Rakun once told me: “Our aesthetic argument is to work with others.” The staunchest critique of this position comes from Claire Bishop, an art historian at the City University of New York. Bishop sympathizes with the noble social goals that collectives like ruangrupa harbor. But she too wondered, in a 2006 essay: “Where’s the art?” The results of such collective efforts, she held, resemble not art but “a slew of community-based practices that revolve around a predictable formula: workshops, discussions, meals, film screenings, and walks.” We may take avid part in these, but responding to them as art, or assessing them as the output of artists, becomes impossible. Artists are cast as ethical actors and “judged by their working process—the degree to which they supply good or bad models of collaboration”—an enfeebling of art, Bishop suggests. To Darmawan, though, this is a category error—a fixation with rigid, tired definitions of “art” and “artist.” “We don’t care if people call us artists or not, or if they call what we do as art or not,” he said. “We don’t really care.”

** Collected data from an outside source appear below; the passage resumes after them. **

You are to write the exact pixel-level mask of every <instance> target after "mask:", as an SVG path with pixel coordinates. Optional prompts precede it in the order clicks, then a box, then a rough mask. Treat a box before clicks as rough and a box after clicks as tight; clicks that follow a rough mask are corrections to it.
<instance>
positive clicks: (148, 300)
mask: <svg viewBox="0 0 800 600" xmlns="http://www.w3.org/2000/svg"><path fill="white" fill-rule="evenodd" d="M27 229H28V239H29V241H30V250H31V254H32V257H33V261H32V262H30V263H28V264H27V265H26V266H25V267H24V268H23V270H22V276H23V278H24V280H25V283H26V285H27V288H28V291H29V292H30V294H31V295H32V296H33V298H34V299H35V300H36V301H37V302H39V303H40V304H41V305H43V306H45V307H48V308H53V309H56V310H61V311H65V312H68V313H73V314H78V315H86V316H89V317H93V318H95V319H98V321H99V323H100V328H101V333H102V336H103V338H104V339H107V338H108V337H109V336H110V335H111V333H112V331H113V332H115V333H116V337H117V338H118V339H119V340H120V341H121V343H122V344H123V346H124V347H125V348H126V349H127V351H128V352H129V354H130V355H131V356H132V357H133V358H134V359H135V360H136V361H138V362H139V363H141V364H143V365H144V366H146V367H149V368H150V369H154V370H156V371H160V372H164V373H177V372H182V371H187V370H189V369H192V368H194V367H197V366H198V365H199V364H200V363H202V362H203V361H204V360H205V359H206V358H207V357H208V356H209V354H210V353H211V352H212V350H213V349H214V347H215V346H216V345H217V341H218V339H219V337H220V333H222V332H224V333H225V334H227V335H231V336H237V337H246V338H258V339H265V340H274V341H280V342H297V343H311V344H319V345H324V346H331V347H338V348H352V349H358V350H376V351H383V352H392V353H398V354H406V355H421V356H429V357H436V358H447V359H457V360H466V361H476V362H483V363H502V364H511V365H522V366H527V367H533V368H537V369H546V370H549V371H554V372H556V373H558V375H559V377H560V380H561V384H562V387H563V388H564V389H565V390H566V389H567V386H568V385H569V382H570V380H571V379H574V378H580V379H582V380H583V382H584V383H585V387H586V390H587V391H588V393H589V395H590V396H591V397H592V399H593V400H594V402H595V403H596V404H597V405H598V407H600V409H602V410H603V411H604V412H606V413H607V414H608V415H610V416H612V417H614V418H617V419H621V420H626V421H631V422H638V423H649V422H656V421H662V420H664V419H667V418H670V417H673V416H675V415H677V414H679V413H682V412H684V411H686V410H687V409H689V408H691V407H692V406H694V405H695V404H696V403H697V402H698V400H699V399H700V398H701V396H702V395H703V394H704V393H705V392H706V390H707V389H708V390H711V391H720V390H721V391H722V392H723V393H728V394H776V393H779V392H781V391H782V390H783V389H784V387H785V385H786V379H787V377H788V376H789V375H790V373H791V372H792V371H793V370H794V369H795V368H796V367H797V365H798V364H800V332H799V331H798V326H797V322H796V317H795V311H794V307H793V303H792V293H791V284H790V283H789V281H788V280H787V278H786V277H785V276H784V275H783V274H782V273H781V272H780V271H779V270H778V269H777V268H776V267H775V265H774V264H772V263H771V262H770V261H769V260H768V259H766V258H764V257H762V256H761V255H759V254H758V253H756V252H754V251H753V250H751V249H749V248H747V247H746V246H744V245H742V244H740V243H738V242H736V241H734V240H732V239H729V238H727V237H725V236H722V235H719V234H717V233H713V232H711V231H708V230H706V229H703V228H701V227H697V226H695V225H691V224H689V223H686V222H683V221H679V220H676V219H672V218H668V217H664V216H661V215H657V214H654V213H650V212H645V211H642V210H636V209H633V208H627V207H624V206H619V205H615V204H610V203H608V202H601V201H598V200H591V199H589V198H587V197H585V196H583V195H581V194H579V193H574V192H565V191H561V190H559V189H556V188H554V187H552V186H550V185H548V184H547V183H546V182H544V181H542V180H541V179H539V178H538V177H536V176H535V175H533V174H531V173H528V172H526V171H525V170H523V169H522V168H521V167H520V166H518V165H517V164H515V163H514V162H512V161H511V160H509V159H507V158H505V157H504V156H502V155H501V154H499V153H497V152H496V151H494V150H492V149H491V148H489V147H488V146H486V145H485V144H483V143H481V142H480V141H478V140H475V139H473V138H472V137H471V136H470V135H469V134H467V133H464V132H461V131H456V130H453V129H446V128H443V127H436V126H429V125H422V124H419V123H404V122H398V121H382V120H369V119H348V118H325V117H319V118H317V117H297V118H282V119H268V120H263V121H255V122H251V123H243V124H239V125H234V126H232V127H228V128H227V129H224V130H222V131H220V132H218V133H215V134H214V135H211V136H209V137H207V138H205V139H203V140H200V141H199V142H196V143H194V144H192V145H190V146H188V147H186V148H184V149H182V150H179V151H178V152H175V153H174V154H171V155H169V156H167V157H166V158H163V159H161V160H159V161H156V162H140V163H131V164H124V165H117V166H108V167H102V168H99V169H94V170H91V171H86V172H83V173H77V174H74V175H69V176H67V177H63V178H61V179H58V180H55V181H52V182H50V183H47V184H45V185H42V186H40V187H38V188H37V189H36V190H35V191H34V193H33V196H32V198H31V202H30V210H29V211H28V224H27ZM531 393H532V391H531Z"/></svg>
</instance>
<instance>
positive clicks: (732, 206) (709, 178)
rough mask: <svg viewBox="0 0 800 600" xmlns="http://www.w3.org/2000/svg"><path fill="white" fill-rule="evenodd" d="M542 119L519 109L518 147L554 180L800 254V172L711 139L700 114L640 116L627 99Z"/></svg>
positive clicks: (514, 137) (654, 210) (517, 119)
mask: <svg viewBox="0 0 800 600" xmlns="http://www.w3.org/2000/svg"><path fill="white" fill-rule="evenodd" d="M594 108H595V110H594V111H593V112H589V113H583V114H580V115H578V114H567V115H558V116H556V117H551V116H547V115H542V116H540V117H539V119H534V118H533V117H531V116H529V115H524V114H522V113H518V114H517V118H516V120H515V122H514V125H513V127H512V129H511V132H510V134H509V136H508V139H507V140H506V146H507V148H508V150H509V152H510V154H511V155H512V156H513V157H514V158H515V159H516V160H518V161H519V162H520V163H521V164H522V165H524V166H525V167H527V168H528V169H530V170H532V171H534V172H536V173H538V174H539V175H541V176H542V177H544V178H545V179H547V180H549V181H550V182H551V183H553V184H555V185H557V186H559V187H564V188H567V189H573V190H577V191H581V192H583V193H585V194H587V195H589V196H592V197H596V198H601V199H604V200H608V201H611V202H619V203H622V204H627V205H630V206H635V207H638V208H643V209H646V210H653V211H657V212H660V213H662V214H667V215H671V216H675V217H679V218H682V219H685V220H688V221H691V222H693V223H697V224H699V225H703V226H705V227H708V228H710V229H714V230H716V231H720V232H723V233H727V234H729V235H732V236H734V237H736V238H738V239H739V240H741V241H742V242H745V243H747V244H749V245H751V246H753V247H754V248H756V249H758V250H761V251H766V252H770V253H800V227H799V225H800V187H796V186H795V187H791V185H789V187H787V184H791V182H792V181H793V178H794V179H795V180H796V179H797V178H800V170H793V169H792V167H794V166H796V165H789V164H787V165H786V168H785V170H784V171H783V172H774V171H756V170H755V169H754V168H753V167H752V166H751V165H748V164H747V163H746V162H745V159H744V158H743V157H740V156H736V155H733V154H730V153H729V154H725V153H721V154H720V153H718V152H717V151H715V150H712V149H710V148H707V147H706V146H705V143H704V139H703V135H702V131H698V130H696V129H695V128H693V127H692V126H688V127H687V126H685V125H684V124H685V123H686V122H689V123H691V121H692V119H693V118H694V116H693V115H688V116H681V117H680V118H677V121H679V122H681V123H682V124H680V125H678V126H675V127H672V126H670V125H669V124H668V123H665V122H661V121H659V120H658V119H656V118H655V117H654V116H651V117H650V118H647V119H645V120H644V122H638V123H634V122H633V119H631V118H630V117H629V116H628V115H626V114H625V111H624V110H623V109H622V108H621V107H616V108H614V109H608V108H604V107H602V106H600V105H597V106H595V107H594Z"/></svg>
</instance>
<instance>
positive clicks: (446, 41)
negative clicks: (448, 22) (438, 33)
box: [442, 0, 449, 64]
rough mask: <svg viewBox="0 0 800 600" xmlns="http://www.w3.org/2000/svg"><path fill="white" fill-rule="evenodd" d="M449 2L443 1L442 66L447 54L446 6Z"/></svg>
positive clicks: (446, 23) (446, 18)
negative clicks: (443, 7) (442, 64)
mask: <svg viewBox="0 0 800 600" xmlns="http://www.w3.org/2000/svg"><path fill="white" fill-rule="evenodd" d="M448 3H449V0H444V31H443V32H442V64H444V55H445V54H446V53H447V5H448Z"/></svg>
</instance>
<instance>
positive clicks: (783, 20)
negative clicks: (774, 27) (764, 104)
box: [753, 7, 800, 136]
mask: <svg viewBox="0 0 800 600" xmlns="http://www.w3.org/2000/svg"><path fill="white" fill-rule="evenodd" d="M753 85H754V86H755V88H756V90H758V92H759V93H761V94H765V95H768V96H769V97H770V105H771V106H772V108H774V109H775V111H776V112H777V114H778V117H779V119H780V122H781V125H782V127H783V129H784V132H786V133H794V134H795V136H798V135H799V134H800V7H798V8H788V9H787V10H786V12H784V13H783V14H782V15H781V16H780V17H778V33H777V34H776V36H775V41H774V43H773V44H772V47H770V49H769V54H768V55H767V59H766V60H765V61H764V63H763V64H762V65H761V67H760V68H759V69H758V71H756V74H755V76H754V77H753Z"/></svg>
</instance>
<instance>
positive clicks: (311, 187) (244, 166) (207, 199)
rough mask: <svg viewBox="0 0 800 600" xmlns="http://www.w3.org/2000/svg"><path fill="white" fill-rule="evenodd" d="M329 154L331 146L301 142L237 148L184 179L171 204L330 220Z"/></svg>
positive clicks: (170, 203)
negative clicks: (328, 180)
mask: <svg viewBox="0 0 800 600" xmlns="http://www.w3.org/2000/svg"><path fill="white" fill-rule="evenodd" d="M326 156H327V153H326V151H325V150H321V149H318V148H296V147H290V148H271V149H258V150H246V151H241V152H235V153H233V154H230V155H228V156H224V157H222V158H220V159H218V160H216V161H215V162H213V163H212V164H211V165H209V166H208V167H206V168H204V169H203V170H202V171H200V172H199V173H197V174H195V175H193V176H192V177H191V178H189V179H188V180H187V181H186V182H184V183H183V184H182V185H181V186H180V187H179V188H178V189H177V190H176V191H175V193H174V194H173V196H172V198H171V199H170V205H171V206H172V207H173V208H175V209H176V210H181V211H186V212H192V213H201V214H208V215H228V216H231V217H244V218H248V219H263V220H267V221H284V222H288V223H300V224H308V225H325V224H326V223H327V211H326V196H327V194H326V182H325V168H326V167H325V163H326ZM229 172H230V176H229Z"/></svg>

The whole piece—the main 6,000 words, after all!—is here. Also, if I had to pick my three favourite pieces of reading from my research, they would be:
Enrique Vila-Matas’ “The Illogic of Kassel,” a really gleeful, almost meta-fictional novel, in which the narrator is asked to be an exhibit at a Documenta by sitting in a Chinese restaurant and working on a novel.
Siasat, ruangrupa’s “manifesto,” or as they call it: “a short tactical guide for artist-run initiatives.”
Also-Space, by the scholar-artist Reinaart Vanhoe. The subtitle explains it all: “How Indonesian Art Initiatives Have Reinvented Networking.”